Batches of bright, multicolored fentanyl have made their way into La Plata County, said Sheriff’s Office spokesman Chris Burke.
“It’s been in the area about a month,” Burke said. “Fentanyl can be pressed into any color. They’re just as deadly as the other tablets. Any form of these pills is deadly.”
Burke said most fentanyl doses come in blue tablets but can be in any color. The pills are the size of an aspirin with an “M” on one side and the number 30 on the other.
Since August, the DEA and law enforcement have seized rainbow fentanyl from 26 states, according to the DEA’s website. The trend to dye the pills in bright colors is done to make them look like candy to young people and children.
“Rainbow fentanyl is a deliberate effort by drug traffickers to drive addiction among kids and young adults,” said DEA Administrator Ann Milgram in a news release.

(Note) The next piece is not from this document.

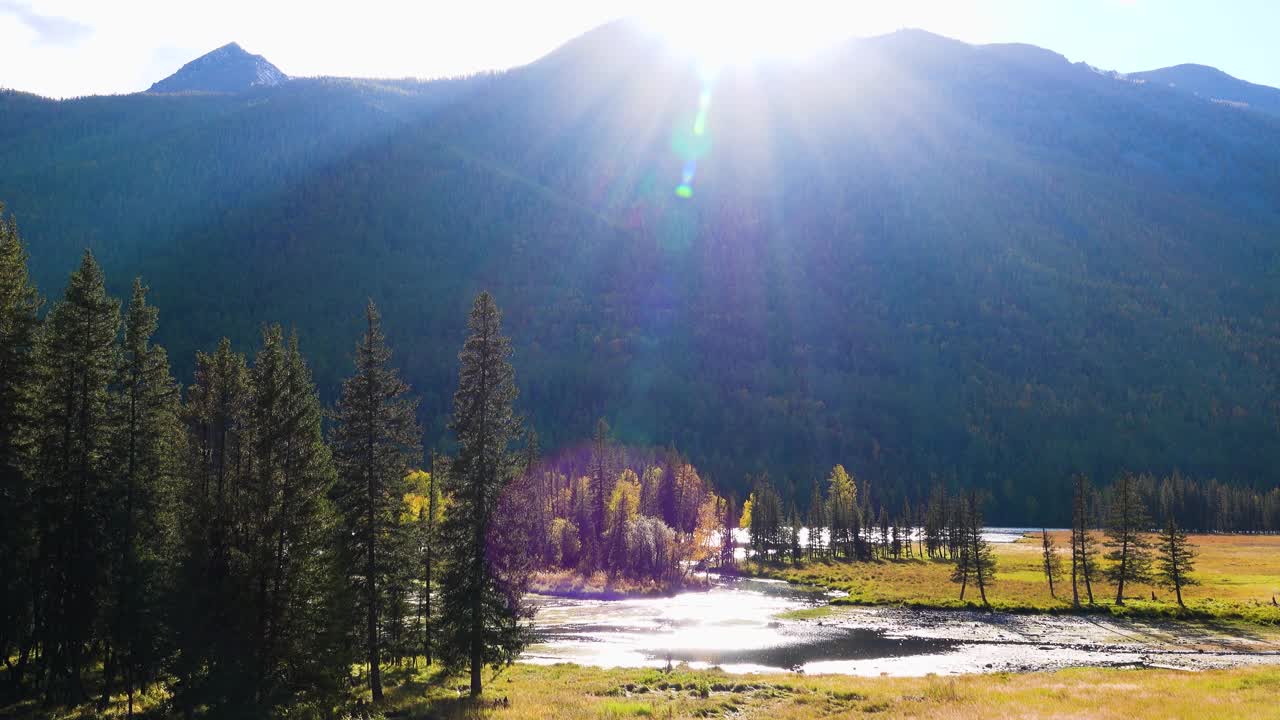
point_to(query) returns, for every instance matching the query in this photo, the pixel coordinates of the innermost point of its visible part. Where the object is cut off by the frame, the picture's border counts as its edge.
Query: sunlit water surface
(736, 627)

Despite claims that certain colors may be more potent than others, DEA’s laboratory testing has disproved there is any difference. Every color, shape and size of fentanyl should be considered extremely dangerous, Milgram said.

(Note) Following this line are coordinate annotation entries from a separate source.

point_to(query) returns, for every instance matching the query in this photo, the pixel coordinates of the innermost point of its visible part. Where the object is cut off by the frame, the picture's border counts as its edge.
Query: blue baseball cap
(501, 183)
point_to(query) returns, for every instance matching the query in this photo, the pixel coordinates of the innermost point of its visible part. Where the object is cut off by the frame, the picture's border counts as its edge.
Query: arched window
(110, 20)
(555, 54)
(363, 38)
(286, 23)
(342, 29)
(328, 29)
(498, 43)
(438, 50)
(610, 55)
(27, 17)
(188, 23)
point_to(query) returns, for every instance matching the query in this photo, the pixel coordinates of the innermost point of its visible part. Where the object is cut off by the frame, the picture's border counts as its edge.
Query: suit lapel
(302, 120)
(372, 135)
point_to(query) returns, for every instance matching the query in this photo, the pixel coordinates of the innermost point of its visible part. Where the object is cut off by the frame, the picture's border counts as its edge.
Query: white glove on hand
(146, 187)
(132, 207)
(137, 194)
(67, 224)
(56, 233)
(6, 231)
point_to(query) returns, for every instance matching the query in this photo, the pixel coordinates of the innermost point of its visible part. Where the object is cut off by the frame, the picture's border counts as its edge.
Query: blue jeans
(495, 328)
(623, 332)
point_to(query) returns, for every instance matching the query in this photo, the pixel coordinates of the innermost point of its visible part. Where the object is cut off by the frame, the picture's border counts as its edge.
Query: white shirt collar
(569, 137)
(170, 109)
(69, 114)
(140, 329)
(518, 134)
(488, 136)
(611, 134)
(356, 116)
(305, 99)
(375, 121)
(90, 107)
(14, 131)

With Halloween around the corner, Burke has a some advice for parents and their children regarding what to keep and what to throw out.
“Trunk-or-treating is always a safer option to trick-or-treating because you know the people better,” Burke said. “Parents should also dispose of any unwrapped candy. Any substance that’s not identifiable, throw it out. Get rid of it. Don’t even touch it. If there is anything suspicious, contact law enforcement.”
Fentanyl is a synthetic opioid 50 times more potent than heroin and 100 times more potent than morphine, according to the DEA website. Just 2 milligrams of fentanyl can be a lethal dose, and it remains the deadliest drug threat in the U.S. to date.